Answer:Down Below
Explanation:
1. f(x) = (x-1)(x+1)
To dilate this function, we need to multiply it by a constant. Let's choose 2 as the constant:
g(x) = 2(x-1)(x+1)
Now let's sketch the graph of g(x) and identify the zeros:
The graph of g(x) will be similar to f(x), but stretched vertically. The zeros of g(x) will be the same as the zeros of f(x), which are x = -1 and x = 1.
2. h(x) = (x-1)(x+4)
To dilate this function, we'll multiply it by a constant. Let's choose 3 as the constant:
k(x) = 3(x-1)(x+4)
Sketching the graph of k(x) and identifying the zeros:
The graph of k(x) will be similar to h(x), but stretched vertically. The zeros of k(x) will be the same as the zeros of h(x), which are x = -4 and x = 1.
3. g(x) = (2x + 1)(x - 2)
To dilate this function, we'll multiply it by a constant.

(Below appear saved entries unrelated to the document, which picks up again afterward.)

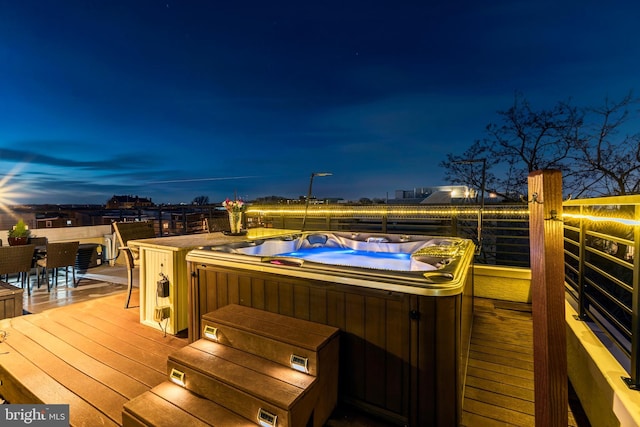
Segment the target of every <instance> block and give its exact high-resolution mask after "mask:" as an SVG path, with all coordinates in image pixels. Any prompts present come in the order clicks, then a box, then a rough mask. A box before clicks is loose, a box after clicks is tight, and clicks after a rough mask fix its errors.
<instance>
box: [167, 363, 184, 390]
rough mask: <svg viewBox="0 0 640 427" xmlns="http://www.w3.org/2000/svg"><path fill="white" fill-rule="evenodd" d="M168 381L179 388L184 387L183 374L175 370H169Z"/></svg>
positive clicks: (175, 369)
mask: <svg viewBox="0 0 640 427" xmlns="http://www.w3.org/2000/svg"><path fill="white" fill-rule="evenodd" d="M169 379H170V380H171V381H173V382H174V383H176V384H178V385H179V386H181V387H184V372H182V371H178V370H177V369H176V368H172V369H171V374H169Z"/></svg>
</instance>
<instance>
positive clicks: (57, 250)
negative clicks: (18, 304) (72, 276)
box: [36, 241, 80, 292]
mask: <svg viewBox="0 0 640 427" xmlns="http://www.w3.org/2000/svg"><path fill="white" fill-rule="evenodd" d="M79 246H80V242H79V241H74V242H55V243H47V254H46V255H45V256H44V258H41V259H39V260H37V261H36V264H37V266H38V267H39V269H38V280H37V282H38V287H40V280H41V278H40V271H41V270H43V272H44V277H45V279H46V280H47V291H49V292H50V291H51V287H52V284H51V281H50V280H49V273H52V275H53V277H52V279H53V282H54V285H55V286H56V287H57V286H58V275H59V273H60V272H59V269H61V268H64V272H65V284H68V283H69V267H71V272H72V273H73V286H74V287H75V286H76V255H77V254H78V247H79Z"/></svg>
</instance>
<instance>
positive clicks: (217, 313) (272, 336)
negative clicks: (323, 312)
mask: <svg viewBox="0 0 640 427" xmlns="http://www.w3.org/2000/svg"><path fill="white" fill-rule="evenodd" d="M202 325H203V326H202V328H203V330H202V337H205V338H208V337H207V335H208V334H205V331H206V330H207V328H215V330H216V334H217V342H219V343H221V344H224V345H227V346H231V347H234V348H237V349H239V350H243V351H247V352H249V353H252V354H256V355H258V356H262V357H264V358H265V359H269V360H273V361H274V362H278V363H280V364H282V365H285V366H290V365H291V356H292V355H294V356H298V357H299V358H301V359H300V360H306V361H307V363H308V367H307V373H308V374H310V375H314V376H318V375H319V374H320V370H321V369H322V367H321V366H320V363H319V359H322V357H320V358H319V355H318V354H319V353H322V352H323V349H324V348H325V347H326V346H329V345H330V344H333V345H334V346H335V348H331V349H329V353H331V352H334V351H335V352H337V346H338V344H337V337H338V334H339V329H338V328H334V327H332V326H327V325H322V324H319V323H314V322H309V321H306V320H301V319H296V318H293V317H289V316H283V315H281V314H277V313H271V312H268V311H263V310H257V309H255V308H251V307H245V306H241V305H237V304H230V305H227V306H224V307H221V308H219V309H217V310H215V311H212V312H210V313H207V314H204V315H203V316H202ZM334 341H335V342H334ZM334 362H337V360H331V358H329V360H327V361H326V363H327V364H329V363H330V364H333V363H334ZM325 369H330V367H329V366H327V367H325Z"/></svg>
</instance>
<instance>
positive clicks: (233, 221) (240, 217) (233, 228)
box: [229, 212, 242, 234]
mask: <svg viewBox="0 0 640 427" xmlns="http://www.w3.org/2000/svg"><path fill="white" fill-rule="evenodd" d="M229 225H230V226H231V234H240V233H241V232H242V212H229Z"/></svg>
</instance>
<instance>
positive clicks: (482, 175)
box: [453, 158, 487, 253]
mask: <svg viewBox="0 0 640 427" xmlns="http://www.w3.org/2000/svg"><path fill="white" fill-rule="evenodd" d="M480 162H482V178H481V181H480V210H478V250H477V252H478V253H480V250H481V249H482V213H483V211H484V187H485V186H486V176H487V159H485V158H482V159H468V160H459V161H457V162H453V163H461V164H469V165H470V164H472V163H480Z"/></svg>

Let's choose 4 as the constant:
m(x) = 4(2x + 1)(x - 2)
Sketching the graph of m(x) and identifying the zeros:
The graph of m(x) will be similar to g(x), but stretched vertically. The zeros of m(x) will be the same as the zeros of g(x), which are x = -1/2 and x = 2.
4. j(x) = (x-4)(x + 4)
To dilate this function, we'll multiply it by a constant. Let's choose 5 as the constant:
n(x) = 5(x-4)(x + 4)
Sketching the graph of n(x) and identifying the zeros:
The graph of n(x) will be similar to j(x), but stretched vertically. The zeros of n(x) will be the same as the zeros of j(x), which are x = -4 and x = 4.